Posted on • Originally published at autosearch.dev

LlamaIndex Deep Research Integration

LlamaIndex Deep Research Integration

The long-tail keyword for this guide is LlamaIndex deep research integration. The usual problem is that a LlamaIndex app has strong private or curated indexes, but a user asks a question that depends on current external evidence. AutoSearch can fill that gap by providing MCP-native deep research across 40 channels, including 10+ Chinese sources, while LlamaIndex keeps responsibility for indexing and synthesis.

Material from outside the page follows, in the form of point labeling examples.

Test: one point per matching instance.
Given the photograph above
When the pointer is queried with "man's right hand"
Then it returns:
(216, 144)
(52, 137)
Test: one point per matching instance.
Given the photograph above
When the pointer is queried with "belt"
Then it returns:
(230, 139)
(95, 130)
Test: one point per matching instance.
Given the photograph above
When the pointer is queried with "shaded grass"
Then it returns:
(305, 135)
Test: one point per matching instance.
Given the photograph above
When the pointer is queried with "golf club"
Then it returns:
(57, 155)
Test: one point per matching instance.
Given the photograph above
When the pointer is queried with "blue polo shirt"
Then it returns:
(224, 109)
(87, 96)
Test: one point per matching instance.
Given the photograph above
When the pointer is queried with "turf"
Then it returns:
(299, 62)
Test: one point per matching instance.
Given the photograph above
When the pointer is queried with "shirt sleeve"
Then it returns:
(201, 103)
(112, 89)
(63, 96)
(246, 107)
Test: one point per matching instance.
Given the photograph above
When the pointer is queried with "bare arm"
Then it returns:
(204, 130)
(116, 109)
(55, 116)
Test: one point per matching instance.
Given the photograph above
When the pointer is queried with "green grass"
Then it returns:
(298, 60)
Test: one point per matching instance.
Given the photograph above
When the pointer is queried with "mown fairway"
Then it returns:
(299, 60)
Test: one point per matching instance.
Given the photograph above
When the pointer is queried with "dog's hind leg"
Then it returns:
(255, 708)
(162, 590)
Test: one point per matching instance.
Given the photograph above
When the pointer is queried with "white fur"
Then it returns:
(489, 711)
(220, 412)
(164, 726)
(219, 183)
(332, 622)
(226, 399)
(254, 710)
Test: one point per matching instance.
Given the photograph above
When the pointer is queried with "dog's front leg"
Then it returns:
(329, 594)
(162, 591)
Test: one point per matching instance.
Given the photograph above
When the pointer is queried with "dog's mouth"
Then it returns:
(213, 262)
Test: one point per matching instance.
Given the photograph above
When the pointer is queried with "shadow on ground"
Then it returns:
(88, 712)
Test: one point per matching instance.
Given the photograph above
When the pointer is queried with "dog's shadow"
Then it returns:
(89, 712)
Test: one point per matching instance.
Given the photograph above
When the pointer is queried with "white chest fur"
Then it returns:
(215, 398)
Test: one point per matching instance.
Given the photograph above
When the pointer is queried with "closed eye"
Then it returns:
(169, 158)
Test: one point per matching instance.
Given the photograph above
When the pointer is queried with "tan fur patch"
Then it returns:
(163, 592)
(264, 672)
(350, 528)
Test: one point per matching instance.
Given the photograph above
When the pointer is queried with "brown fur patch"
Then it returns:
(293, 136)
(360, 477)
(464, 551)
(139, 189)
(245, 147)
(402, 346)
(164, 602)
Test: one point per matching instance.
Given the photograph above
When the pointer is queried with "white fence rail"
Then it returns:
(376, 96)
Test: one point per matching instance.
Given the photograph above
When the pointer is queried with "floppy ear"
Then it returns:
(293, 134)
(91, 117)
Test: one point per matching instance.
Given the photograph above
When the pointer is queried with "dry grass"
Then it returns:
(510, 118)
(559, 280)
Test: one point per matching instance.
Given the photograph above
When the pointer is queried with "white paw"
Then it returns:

This is not a replacement for your existing indexes. It is an enrichment pattern. When an answer needs public docs, GitHub activity, social discussion, papers, or Chinese platform signals, AutoSearch can collect those materials before the LlamaIndex workflow generates a response.

Index limits

Indexes are only as current and broad as their ingestion pipeline. A vector index of internal docs will not know about yesterday's GitHub issue, a new WeChat article, or a Bilibili tutorial unless you ingest it. For many deep research questions, live source discovery is more appropriate than permanent ingestion.

AutoSearch helps by retrieving source material at query time. The agent or app can then decide whether to answer immediately, store the result, or schedule later ingestion.

External discovery

Use AutoSearch when the question names a source ecosystem. "What are developers saying about this SDK?" calls for GitHub, Reddit, Hacker News, and docs. "How is this product perceived in China?" calls for Xiaohongshu, Weibo, Zhihu, WeChat, and Bilibili. The channels page is the routing map.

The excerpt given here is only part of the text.